Winfried (Peter Simonischek) is a newly retired music teacher and a barrel of laughs, ofttimes to the detriment of those around him. The guy is an eternal prankster, someone who stokes the flames just to watch everything burn down around him, but he’s also got an undeniable heart of gold. As the story begins, Winfried is at a crossroads, and he decides to pay his estranged daughter Ines (Sandra Huller) an impromptu visit. Ines is a high-profile business consultant in Bucharest, Romania, a workaholic who has given every fiber of her being to the job, with nothing else in sight but her own ambition. Ines tries to entertain her father for his short visit, but unsaid tensions rise and he seemingly leaves her, not wanting to intrude further into her tumultuous life. Then, out of the blue, Winfried reappears again, this time disguised as business consultant and life coach, Toni Erdmann, who playfully weasels his way into Ines’ life, intent on pushing her to the breaking point.
Ade’s film thrives thanks to its wildly ingenious premise, one that’s unhinged and unpredictable till the very last frame.
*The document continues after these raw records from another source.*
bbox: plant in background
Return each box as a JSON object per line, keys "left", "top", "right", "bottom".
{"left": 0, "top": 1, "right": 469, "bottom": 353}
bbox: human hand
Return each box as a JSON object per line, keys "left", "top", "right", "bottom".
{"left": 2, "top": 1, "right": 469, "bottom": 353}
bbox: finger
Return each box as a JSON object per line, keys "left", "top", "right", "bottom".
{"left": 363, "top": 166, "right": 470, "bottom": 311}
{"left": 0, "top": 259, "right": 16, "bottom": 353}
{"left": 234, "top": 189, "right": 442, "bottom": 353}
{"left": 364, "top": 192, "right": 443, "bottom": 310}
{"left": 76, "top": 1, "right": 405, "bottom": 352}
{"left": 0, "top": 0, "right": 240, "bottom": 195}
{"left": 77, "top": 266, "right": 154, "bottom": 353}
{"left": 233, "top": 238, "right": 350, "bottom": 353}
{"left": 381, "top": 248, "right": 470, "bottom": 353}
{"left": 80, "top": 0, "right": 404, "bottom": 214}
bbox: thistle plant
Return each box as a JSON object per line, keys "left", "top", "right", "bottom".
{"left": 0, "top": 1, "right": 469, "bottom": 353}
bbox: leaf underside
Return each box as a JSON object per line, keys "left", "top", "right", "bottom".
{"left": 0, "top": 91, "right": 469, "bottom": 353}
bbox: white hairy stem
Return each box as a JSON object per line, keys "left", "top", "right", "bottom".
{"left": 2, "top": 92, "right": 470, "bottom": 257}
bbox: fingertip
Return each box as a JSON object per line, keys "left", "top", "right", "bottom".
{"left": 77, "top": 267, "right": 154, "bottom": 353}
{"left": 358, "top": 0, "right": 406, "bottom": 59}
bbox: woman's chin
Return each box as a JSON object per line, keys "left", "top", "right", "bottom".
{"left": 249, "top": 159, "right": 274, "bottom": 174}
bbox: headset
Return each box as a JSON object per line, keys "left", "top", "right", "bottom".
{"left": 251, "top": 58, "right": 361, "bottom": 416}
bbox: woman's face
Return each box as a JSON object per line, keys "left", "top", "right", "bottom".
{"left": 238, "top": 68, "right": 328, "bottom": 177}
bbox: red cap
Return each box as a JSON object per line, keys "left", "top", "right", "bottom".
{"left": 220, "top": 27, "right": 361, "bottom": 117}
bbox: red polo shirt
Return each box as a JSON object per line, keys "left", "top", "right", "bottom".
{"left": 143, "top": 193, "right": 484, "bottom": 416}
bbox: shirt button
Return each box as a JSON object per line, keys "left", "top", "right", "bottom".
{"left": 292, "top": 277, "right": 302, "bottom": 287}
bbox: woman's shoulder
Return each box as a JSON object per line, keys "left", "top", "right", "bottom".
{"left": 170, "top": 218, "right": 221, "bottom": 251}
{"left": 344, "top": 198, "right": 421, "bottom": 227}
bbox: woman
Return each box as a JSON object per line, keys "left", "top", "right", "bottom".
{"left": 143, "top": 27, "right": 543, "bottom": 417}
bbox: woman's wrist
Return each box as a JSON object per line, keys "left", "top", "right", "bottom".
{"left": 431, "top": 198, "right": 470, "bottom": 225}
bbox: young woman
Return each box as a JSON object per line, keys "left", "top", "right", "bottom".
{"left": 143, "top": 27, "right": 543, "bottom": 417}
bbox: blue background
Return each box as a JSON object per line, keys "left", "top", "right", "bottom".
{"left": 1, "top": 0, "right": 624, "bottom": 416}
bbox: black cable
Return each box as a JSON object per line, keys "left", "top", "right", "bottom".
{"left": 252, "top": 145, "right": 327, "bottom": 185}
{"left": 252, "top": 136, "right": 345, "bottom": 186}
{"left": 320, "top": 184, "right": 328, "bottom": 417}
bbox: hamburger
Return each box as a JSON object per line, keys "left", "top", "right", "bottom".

Without saying too much, the plot is very much a deconstruction of not only the ideas at play, but the lives of its characters, making for a narrative that conceptually folds in on itself but never loses sight of the humanity that it’s exploring. Identity, family and a fear of letting go of what we can’t control all come into play, and Ade directs everything with a spontaneity that feels dangerous – there’s a sense that Ines and Winfried can spiral at any moment. As the pair play a psychological cat and mouse game with each other, one-upping themselves to see how far they can go, an unsaid bond forms out of their desperation and disparity. In the end, Ade’s film has some of the best running gags and emotional gut punches put to film, amounting to an experience that transcends genre, including a heartfelt story about finding the time to appreciate what’s right in front of us.
Though the film has a lengthy runtime (almost three hours), Simonischek and Huller are always watchable, making the time fly by like a blip. As Winfried and the shaggy-wigged, prank toothed Erdmann, Simonischek is endlessly charismatic and sweet natured – he is the film’s heart and soul, and there’s a gentle quality that pervades his button-pushing pranks. The deeper Simonischek takes us into Erdmann’s schemes, the more we fall in love with him, treading a fragile line between antagonist and nurturing father. Huller’s Ines is the perfect opposite, a harried, self-absorbed workaholic who keeps her eyes so fixed on the next intangible goal, that she’s blind to her own self-destruction. Huller is the straight-faced of the pair, delivering the film’s unintentional humor with perfect timing and a ferocity that allows her character to dominate each relationship and troublesome situation by the horns. Huller is a commanding presence who hides a deep fragility just waiting to crack. Together, the two are impossible to look away from, exploring the gamut of human emotions with the utmost of urgency.
With Toni Erdmann, Ade proves herself an expert observer of humanity, illustrating both our greatest strengths and flaws with heartbreaking precision. Ade is keen to primal human desires and instincts, shining a light on the transience of our lives and how quickly things can change, but still gets her point across with understated grace and unsuspecting off-color jokes. By the end of it all, we’re intoxicated by the film’s look at the things and people we take for granted, and we’re left with a life-affirming nudge that we’re all in this together.